Joyce ganhou uma bolsa de estudos em uma escola particular de grande qualidade e lá estudou. Era o menino pobre frente às crianças ricas. Essa escola era uma escola dos jesuítas e Joyce toma São Tomás de Aquino como um pai suplente. Há vários episódios marcantes na biografia como o dia em que ele apanhou de seus colegas porque defendia um escritor inglês perante a turma que defendia escritores da Irlanda. Ele dizia que não sentia dor – tal era a desconexão dele com o corpo. Mais tarde ele escolhe como sua mulher uma camareira de hotel e tem filhos. Sua mulher chama-se Nora. Ela é importante para ele porque o estabiliza, faz-se de invólucro para seu corpo.
Ele tomava sem parar dinheiro emprestado de seu irmão, de amigos, de artistas a usufrui desse dinheiro da forma menos preocupada possível. Ele jamais paga aos que emprestaram dinheiro. Isso demonstra que não há nome do pai porque não há o sentimento de dívida. James não demonstra ter sentimento de dívida o que precisa ocorrer nos laços sociais.
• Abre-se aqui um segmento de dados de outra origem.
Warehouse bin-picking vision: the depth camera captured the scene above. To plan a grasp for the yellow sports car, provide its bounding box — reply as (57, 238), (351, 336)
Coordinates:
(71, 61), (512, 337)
Joyce que além de não pagar suas dívidas também não oferece nenhum reconhecimento a quem lhe ajudava. Mas há uma mentalidade. Ele escreve sua biografia e Lacan vai dizer que com sua escrita James Joyce faz um escabeau que significa uma escada pequena para alcançar algo. Também se faz um aval egóico (beau em francês significa belo).
Silvia demonstra como é o nó borromeano de Joyce. A mentalidade dele está conservada, mas não é um nó borromeu. Não é neurótico e o laço social é diferente. A relação com o outro no laço social nesses casos como o de Joyce vai ser de indiferença ou de ferocidade.
Silvia Amigo comentou que se essas subjetividades com essa falta de sentimento de dívida passam a ser mais frequentes, isso produz uma sociabilidade muito difícil. A transmissão de pai para filho com os cuidados parentais se torna impossível nesses casos.
Assim foi com os filhos de Joyce, visto que Joyce não ofereceu a eles os cuidados e cada um padeceu de uma forma. Algo não passou de pai para filho e a mãe dos filhos de Joyce não se ocupou dos filhos porque estava ocupada dando “corpo” a Joyce.
Para finalizar, Silvia trouxe novamente o que Lacan diz: fazer do sintoma algo reciclado para que isso seja a nossa singularidade.